I also had a pleasant dinner. The soup of the day, tomato and mushroom bisque, was delicious ($5.95). It had a subtle crunch and a pesto drizzle matched the aesthetic to the taste. While I love that they're locavores with Mona Lisa, their burger ($13.95) with locally farmed beef, bloody mary ketchup, and 3 Sisters' mustard was in need of salt and moisture— even when medium rare (to order, perfect). Easy solution: local cheese.

And, when in Rome, order Italian. I know that I could, and should, have had pasta carbonara the real way ($15.95/$9.95 whole/half), creamy and garlicky tortellini with sausage ($17.95/$11.95), or braised beef with polenta ($23.95).

I was cozy in my corner of dark hardwood walls, with a fire in the fireplace and live music pouring into the dining room from a skilled pianist playing a baby grand in the bar, separated from us by an open doorway. A group of women gabbed in the booth next to me, getting dinner before seeing Neil Diamond at the arena. A couple across the room appeared to be on a first, maybe second, date. A gritty regular ate at the bar, invisible to the two groups near me. We were all being well cared for by our servers.

It would almost feel like an Italian Alpine hideaway, a setting that matches the care they give to their food.

But the interior is homely. Most of the chair upholstery is mismatched, and the pastel floral fabrics are faded and worn. The art on the hardwood walls is also inconsistent— local art, perhaps, with a couple of posters for Fellini flicks, yellowing with age.

And the bar appears to set a different standard for itself than does the kitchen. With a specialty martini list printed on the menu, I expect to see higher quality liquors used for rail drinks than Aristocrat vodka. All of the promised garnishes need to be in stock. When I ordered wine, it was fresh, but the menu didn't specify the vineyard or vintage.

Examining the drinks that lined the bar on a crowded evening, I got the impression that beer and hard liquor are de rigueur at Fellini's, a place whose 1980s incarnation was steeped in hard-drinking debauchery. Things have clearly toned down, as there's now a do-it-yourself Bloody Mary buffet– though I might implore the staff to be more vigilant about stocking their full array of spices, pickles, and vegetables every week. (Two years after my first Bloody Mary bar experience, I missed the horseradish, dill spears, and pickled okra.)

Brunch was humorous. My friend ordered the eggs with Dam sauce, two eggs cooked to order "centered" in focaccia with spinach and pancetta. "Dam," unexplained by the menu, should be read literally: a circle is cut out of the center of the focaccia, "damming" the egg and creating a reservoir in the bread for it.

The missing cut-out turned out to be one of my two focaccia "biscuits" with Italian sausage gravy. So as not to have anyone sacrifice either the soft center or the chewy edges of their delicious homemade bread, why not shrink the dough portion and serve one whole focaccia in both dishes? (And do away with the awkward terminology?)
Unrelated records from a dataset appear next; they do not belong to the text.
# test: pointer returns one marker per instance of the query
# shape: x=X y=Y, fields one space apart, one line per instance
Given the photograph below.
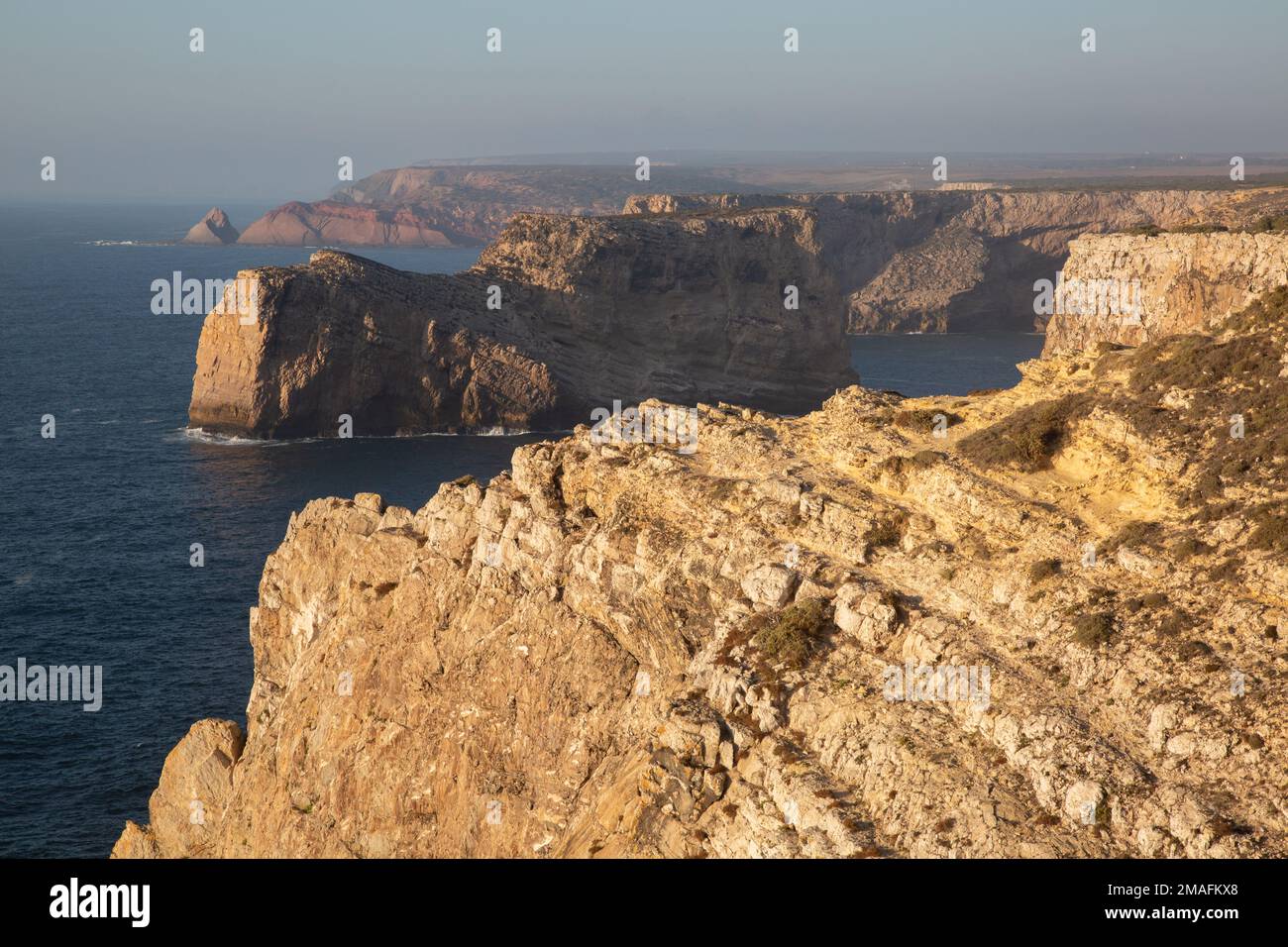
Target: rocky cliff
x=960 y=261
x=214 y=230
x=1129 y=289
x=462 y=205
x=590 y=311
x=1042 y=621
But, again, the food tasted delicious.

Fellini's #9 has fresh talent in the kitchen and in the waitstaff– they're well rehearsed and will perform. Better seating, views, and libations would do a great deal to illuminate the experience for this Charlottesville audience.


Correction: The story originally referred to Neil Young, which was a mistake; the show in question was the December 8 performance by Neil Diamond. The story has been repaired to show the name of the correct musician. Also, the piano mentioned in the restaurant is an upright, not a baby grand.